Hello everyone, bring everyone to know big data today.
where is the big data, For laymen, big data nouns sound very high and atmospheric. It is very abstract and unintelligible.
But as a programmer, database administrator, Big Data needs to know in detail. This will be your future address.
First of all, let me introduce what big data can do. Everyone knows that we are buying on Taobao. Need to register an account, then buy goods, add to the shopping cart, payments and deliveries, logistics information of goods, etc.
This information is called data on the computer. The generated data will be stored on the Taobao server. Hundreds of millions of data are stored every day on the Taobao server.
The generated data will be stored on the Taobao server. Hundreds of millions of data are stored every day on the Taobao server.
Because these data are huge, they are called big data. According to the underlying big data, intelligent analysis is carried out in the background. You can analyze the purchase preferences of a specific user. Information about the sales volume of certain products.
Then, when extracting the results of the bulk data, the specified element is sent to the user. This is the comfort that the era of big data offers you.
Because there is a large amount of data in big data, storing and analyzing this data is mainly to solve the problem of efficiency. How to store and analyze large amounts of data quickly? What technologies are currently being used? Take these questions Let me talk about the need to charge for learning.
First, the Java language is the basis that must be mastered for the development of big data. Next you must understand the programming in network, mysql and other databases. After further study, it is necessary to understand the cluster technology.
Because large amounts of data require multiple databases for storage and processing. That is, distributed storage. The solution that is currently being solved is to adopt the Hadoop architecture. Hadoop implements a distributed storage system with high fault tolerance and high performance to access application data, suitable for applications with very large data sets.
The high performance of Hadoop and the massive data processing capabilities facilitate the handling of large amounts of data. But Hadoop is not good at real-time computing, another big data technology storm is being born. It has real time data processing capacity.

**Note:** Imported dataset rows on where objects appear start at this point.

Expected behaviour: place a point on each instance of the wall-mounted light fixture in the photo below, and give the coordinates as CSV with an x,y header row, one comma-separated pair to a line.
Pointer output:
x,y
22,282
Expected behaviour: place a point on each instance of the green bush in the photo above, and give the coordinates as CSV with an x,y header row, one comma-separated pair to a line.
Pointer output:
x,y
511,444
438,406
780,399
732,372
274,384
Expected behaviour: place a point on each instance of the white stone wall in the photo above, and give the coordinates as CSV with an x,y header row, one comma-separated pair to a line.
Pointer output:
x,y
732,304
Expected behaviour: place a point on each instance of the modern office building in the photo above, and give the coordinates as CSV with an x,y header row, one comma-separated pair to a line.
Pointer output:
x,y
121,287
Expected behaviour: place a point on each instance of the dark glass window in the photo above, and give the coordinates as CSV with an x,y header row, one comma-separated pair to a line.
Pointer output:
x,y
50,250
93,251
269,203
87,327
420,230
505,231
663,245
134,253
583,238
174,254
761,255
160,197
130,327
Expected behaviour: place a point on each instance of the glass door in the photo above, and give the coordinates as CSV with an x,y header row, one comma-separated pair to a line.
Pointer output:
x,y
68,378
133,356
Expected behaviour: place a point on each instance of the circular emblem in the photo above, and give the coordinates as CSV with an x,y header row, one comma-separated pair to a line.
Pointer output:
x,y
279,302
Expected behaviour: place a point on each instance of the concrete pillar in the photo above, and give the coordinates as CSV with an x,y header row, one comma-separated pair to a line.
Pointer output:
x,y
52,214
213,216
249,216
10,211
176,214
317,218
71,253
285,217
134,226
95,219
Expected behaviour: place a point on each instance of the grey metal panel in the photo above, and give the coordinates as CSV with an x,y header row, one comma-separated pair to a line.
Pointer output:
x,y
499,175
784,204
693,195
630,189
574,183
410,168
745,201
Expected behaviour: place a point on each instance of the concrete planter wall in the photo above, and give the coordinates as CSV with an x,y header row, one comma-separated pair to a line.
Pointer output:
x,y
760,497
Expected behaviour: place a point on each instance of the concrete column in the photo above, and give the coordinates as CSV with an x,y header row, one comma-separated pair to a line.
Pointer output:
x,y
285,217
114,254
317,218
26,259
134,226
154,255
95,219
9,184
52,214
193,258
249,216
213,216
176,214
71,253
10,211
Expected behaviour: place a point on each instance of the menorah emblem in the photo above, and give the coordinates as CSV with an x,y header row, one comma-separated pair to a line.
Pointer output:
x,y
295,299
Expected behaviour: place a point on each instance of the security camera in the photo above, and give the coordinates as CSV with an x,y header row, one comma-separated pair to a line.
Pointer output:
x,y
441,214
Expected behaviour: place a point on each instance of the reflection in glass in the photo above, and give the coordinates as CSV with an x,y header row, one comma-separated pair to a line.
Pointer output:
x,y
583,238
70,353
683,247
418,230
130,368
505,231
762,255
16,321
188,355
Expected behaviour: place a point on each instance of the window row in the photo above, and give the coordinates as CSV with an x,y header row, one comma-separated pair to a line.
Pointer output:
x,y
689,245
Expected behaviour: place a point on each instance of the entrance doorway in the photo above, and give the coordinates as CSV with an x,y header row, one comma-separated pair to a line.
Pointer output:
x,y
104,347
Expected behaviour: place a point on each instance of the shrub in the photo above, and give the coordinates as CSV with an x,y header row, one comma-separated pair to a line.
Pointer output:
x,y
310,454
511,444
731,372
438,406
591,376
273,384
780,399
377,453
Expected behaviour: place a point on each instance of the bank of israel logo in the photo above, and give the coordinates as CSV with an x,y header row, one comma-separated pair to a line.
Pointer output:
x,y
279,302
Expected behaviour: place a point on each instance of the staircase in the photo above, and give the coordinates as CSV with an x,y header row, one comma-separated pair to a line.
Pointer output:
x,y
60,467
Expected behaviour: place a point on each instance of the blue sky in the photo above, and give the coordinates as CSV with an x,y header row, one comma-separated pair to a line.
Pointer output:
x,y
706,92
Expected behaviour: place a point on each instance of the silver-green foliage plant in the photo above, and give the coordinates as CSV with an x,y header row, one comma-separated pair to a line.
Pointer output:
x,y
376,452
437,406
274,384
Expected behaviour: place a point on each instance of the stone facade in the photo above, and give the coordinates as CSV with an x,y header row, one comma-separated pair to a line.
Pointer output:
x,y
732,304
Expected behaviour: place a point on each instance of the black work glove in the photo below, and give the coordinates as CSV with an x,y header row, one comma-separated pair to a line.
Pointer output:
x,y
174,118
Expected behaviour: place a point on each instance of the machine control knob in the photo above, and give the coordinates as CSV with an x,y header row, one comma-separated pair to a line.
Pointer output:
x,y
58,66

For example, yesterday you bought a pair of shoes on Taobao and today you want to buy a hat. The results of the big data analysis remain yesterday, and the system constantly recommends shoes. Instead of thinking about your needs today.
Using Storm technology, it will analyze your needs in real time and the system will recommend hats according to the results. Another technology for big data, Apache spark, is a big data processing framework created around speed, ease of use and complex analysis. It is used to work with Bigoop and Storm technology to handle large data. Accelerates big data processing through parallel computing.
The other direction of Big Data is machine learning to obtain an efficient machine learning system. You need to train it with a small amount of data. The machine learning system does not fail with a small amount of data. Then, increase the amount of learning and, finally, you can connect through repeated tests.
Machine learning under big data requires a large number of examples of learning, under a large number of examples of learning. The machine can be examined as a human being, the analysis process obtains useful data and the results are finally sent to the user.
Machine learning requires mastering the R, python and mahout language techniques. Machine learning applications have broad perspectives, not just big data. It can become a mandatory course for future programmers.